О постановке «Мещанин во дворянстве».

Не в моих принципах излагать так называемые принципы, согласно которым создается то или иное художественное произведение. Слишком много в каждом из них неуловимого, рожденного подсознательными велениями, и все как раз самое ценное и подлинное принадлежит к рожденному таким образом. Но все же я готов побеседовать на тему, как, по-моему, следует ставить Мольера, предупреждая, однако, что и на сей раз я останусь верным своему отвращению к теоретической предвзятости.

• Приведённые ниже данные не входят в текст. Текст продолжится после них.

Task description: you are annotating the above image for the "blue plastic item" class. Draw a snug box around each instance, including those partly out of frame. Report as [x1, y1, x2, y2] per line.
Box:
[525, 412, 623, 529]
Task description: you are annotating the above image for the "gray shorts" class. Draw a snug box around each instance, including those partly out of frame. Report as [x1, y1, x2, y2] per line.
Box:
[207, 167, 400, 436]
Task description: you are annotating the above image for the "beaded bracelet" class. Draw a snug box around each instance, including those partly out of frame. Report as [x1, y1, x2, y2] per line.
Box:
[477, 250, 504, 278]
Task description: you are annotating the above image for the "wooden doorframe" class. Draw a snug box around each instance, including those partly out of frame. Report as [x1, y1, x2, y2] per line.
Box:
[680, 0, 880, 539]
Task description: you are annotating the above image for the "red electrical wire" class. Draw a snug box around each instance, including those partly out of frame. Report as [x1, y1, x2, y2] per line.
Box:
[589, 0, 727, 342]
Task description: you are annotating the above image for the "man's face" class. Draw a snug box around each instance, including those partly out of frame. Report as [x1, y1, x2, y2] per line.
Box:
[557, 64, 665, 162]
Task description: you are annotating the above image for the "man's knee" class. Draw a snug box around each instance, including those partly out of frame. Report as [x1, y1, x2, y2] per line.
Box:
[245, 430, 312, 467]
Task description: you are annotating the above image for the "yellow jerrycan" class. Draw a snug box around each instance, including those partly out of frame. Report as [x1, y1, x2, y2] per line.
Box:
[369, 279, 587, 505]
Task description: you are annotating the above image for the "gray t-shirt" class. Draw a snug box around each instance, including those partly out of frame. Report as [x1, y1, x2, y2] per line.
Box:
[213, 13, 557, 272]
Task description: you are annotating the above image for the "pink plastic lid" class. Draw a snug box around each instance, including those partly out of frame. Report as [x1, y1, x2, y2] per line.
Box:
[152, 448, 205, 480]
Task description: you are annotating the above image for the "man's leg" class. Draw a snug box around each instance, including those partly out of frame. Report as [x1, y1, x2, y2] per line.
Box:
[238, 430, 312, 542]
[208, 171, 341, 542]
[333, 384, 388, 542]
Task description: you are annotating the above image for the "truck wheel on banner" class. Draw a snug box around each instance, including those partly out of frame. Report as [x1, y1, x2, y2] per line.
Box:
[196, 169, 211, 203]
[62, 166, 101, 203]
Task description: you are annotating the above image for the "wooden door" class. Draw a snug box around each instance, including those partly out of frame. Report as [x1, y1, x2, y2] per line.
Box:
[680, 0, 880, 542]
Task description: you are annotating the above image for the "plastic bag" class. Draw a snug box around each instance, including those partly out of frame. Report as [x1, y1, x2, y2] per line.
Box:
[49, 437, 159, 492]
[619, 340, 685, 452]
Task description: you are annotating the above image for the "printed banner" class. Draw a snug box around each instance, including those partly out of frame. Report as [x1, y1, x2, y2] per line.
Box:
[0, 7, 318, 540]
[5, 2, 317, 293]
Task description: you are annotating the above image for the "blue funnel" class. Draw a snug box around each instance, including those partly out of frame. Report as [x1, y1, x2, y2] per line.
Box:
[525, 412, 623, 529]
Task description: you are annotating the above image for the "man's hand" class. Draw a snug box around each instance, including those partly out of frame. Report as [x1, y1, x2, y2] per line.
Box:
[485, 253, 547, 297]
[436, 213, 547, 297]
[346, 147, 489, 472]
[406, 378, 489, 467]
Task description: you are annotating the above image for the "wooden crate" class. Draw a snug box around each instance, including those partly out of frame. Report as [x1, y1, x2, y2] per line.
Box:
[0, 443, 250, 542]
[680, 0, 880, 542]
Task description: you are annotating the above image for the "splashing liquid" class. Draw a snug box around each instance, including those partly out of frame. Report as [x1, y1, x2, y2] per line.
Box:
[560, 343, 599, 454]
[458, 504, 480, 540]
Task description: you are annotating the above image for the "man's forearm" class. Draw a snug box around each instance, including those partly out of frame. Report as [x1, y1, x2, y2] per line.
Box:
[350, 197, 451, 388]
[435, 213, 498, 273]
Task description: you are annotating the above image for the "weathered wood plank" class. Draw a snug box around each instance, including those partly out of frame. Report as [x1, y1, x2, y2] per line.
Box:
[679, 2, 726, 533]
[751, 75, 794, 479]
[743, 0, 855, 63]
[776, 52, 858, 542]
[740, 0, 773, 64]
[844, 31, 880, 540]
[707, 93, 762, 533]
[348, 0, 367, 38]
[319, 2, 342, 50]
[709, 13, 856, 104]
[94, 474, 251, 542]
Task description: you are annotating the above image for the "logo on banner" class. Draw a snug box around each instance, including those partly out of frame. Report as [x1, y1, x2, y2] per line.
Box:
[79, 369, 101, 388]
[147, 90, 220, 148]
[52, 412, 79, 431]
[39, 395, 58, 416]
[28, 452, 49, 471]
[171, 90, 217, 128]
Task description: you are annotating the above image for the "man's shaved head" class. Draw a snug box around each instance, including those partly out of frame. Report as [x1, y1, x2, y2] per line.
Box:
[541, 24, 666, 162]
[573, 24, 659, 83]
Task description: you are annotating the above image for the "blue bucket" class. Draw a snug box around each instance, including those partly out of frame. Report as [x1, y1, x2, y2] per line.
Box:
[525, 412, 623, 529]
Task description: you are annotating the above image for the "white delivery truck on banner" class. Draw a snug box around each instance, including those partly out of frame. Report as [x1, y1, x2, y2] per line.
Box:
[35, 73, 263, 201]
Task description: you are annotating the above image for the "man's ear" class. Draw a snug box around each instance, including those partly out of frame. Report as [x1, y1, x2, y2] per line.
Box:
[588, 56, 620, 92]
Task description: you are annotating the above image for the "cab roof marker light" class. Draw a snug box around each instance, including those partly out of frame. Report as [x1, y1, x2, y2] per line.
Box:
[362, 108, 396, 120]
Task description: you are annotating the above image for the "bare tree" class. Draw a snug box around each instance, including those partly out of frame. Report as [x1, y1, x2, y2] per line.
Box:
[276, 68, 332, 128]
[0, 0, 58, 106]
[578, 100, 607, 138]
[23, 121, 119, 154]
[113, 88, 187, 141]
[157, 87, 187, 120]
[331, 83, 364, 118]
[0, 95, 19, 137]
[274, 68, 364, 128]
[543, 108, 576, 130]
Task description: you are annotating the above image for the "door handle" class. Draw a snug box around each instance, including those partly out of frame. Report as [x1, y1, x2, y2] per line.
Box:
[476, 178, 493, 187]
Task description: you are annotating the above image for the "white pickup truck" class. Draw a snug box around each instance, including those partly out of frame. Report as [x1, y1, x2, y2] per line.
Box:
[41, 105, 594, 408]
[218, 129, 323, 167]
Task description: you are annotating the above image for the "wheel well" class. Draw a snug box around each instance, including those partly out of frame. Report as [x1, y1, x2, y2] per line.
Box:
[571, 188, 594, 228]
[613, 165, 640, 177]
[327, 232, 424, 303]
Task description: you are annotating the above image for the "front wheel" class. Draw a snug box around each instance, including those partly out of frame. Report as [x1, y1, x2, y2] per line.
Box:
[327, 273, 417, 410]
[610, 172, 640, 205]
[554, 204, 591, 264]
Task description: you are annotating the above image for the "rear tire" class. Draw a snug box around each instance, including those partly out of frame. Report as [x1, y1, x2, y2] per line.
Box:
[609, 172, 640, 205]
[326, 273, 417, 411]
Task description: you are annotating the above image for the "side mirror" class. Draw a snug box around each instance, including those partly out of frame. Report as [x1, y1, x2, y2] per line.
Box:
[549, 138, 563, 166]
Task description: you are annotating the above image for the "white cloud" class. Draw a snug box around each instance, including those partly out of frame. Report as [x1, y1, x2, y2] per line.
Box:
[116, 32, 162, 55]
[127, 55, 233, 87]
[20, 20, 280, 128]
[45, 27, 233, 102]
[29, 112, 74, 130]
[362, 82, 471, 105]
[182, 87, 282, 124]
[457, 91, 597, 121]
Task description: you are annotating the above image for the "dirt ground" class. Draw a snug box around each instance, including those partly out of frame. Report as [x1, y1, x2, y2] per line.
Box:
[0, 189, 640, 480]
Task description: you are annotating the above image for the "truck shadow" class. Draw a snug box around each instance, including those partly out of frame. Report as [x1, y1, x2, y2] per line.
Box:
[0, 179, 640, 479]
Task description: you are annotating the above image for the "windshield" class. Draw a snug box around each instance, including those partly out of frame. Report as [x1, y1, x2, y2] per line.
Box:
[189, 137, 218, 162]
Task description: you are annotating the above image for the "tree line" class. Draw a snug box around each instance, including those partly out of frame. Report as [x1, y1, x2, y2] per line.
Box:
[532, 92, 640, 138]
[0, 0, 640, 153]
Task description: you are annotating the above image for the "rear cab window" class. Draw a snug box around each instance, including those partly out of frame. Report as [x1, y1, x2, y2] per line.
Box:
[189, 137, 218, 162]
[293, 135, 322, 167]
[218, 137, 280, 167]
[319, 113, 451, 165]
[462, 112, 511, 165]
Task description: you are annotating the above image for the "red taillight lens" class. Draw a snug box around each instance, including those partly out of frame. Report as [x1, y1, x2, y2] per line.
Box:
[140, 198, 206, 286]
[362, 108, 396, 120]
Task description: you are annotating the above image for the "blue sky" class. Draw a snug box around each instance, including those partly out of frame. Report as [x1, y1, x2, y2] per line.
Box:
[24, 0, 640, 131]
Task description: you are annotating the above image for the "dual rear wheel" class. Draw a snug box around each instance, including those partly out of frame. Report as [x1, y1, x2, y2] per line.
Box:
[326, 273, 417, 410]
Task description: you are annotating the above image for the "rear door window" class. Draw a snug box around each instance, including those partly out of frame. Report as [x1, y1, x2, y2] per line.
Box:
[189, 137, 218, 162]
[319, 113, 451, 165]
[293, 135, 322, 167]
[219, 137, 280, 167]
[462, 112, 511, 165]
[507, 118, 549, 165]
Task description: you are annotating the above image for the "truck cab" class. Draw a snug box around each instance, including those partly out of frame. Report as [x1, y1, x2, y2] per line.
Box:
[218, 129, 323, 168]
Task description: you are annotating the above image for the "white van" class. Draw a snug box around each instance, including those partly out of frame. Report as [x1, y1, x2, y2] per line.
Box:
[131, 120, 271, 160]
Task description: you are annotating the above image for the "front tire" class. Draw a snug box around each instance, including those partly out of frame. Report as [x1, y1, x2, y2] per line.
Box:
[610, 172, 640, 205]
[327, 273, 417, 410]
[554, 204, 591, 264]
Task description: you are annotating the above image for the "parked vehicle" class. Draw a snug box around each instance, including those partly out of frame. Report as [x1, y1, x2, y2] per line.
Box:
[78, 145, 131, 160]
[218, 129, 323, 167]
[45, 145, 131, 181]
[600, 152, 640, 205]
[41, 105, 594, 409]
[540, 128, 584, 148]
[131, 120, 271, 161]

Впрочем, нечто вроде принципа придется и мне положить в основу нашей беседы. По-моему, надо ставить авторов так, как они сами того желали; надо, чтоб выявляемое постановкой произведение, носящее определенное имя своего создателя, не вносило бы смуту в наше представление о нем, надо чтоб то, для чего оно было придумано и выстрадано, обнаружилось с возможной полнотой. Недавно еще все сказанное показалось бы азбучной истиной, сейчас же “долой тиранию автора” есть боевой клич сценических новаторов, а новатор сейчас всякий, кому не лень записаться в эту суетливую и тщеславную корпорацию. Мне же по-прежнему (и сколько бы легионов ни выкрикивало этот клич) авторитет автора импонирует, и я придерживаюсь устарелого убеждения, что всякий “иллюстратор” (и особенно театральный постановщик) обязан считаться с волей создателя иллюстрируемого произведения. Если же автор постановщику не по вкусу, если он с ним враждует, то зачем же за него браться, его насиловать, над ним издеваться?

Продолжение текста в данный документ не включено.